Dalrymple acknowledged that a goal in signing the fetal heartbeat law was to push the issue to the U.S. Supreme Court, whose 1973 ruling in Roe v. Wade effectively legalized abortion until a fetus is considered viable, usually at 22 to 24 weeks.
"Although the likelihood of this measure surviving a court challenge remains in question, this bill is nevertheless a legitimate attempt by a state legislature to discover the boundaries of Roe v. Wade.," the governor said in statement. "Because the U.S. Supreme Court has allowed state restrictions on the performing of abortions and because the Supreme Court has never considered this precise restriction ... the constitutionality of this measure is an open question."
He also called on the Legislative Assembly "before it adjourns should appropriate dollars for a litigation fund available to the Attorney General" to pursue the case.
READ: The governor's statement
The governor also said that the added restrictions on hospital privileges "greatly increases the chances that this measure will face a court challenge."
Pro-choice advocates have promised a legal fight that they say will be long, costly and unwinnable for the state.
"With the stroke of the governor's pen, North Dakota politicians have taken away the right of a woman to make the best decision for herself and her family," said Anthony D. Romero, executive director of the American Civil Liberties Union. "These dangerous laws will prevent women, regardless of their circumstances, from accessing safe and legal abortion care. It is time that our elected representatives stopped playing politics with women's health."
Cecile Richards, president of the Planned Parenthood Action Fund, called the growing number of state's approving anti-abortion laws as a "wake-up call" for what she described as "unprecedented attacks on women's rights and health."
"It is simply not acceptable that women's basic rights will depend on their zip code, with women in some states being treated as free agents and full citizens while other women lose the right to make their own health care decisions," Richards said in a statement.
On Monday, about 300 people turned out at at a rally at the North Dakota Capitol to urge the governor to veto the bills, The Bismarck Tribune reported.
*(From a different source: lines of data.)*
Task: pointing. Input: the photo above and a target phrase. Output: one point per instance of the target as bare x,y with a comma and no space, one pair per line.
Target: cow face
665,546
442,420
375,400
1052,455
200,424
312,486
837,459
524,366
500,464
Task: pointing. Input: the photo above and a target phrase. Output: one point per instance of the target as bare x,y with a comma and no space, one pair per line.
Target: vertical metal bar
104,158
In a personal appeal to the governor, they chanted and carried signs vowing, "We won't go back, Jack."
Unlike other states that have passed restrictive measures, the North Dakota law does not specify how a fetal heartbeat heartbeat would be detected.
Arkansas passed a 12-week ban earlier this month that also prohibits most abortions when a fetal heartbeat can be detected using an abdominal ultrasound. That ban is scheduled to take effect 90 days after the Arkansas Legislature adjourns.
A fetal heartbeat can generally be detected earlier in a pregnancy using a vaginal ultrasound, but Arkansas lawmakers balked at requiring women seeking abortions to have the more invasive imaging technique.
The Republican-led North Dakota Legislature has endorsed a series of anti-abortion measures this year. Last week, lawmakers moved to outlaw abortion in the state by passing a resolution defining life as beginning at conception, essentially banning abortion in the state. The measure is likely to come before voters in November 2014.
Representatives also endorsed two other anti-abortion bills last week that are awaiting Dalrymple's signature.
One would ban abortions after 20 weeks of pregnancy based on a controversial premise that fetuses feel pain at that point. Another measure requires a doctor who performs abortions to be a physician with hospital-admitting privileges.
Tammi Kromenaker, director of the Red River Women's Clinic in Fargo that is the target of one of the laws, said on The Rachel Maddow Show Monday night that North Dakota lawmakers "talk about things as if they know about what is going on in the clinic, although they have never visited the clinic."
She also said she believes that voters will not approve the so-called "personhood amendment" that will essentially outlaw abortion by conferring human rights on fertilized eggs.
"I think it is not in line with what regular North Dakotans want for our state," Kromenaker said.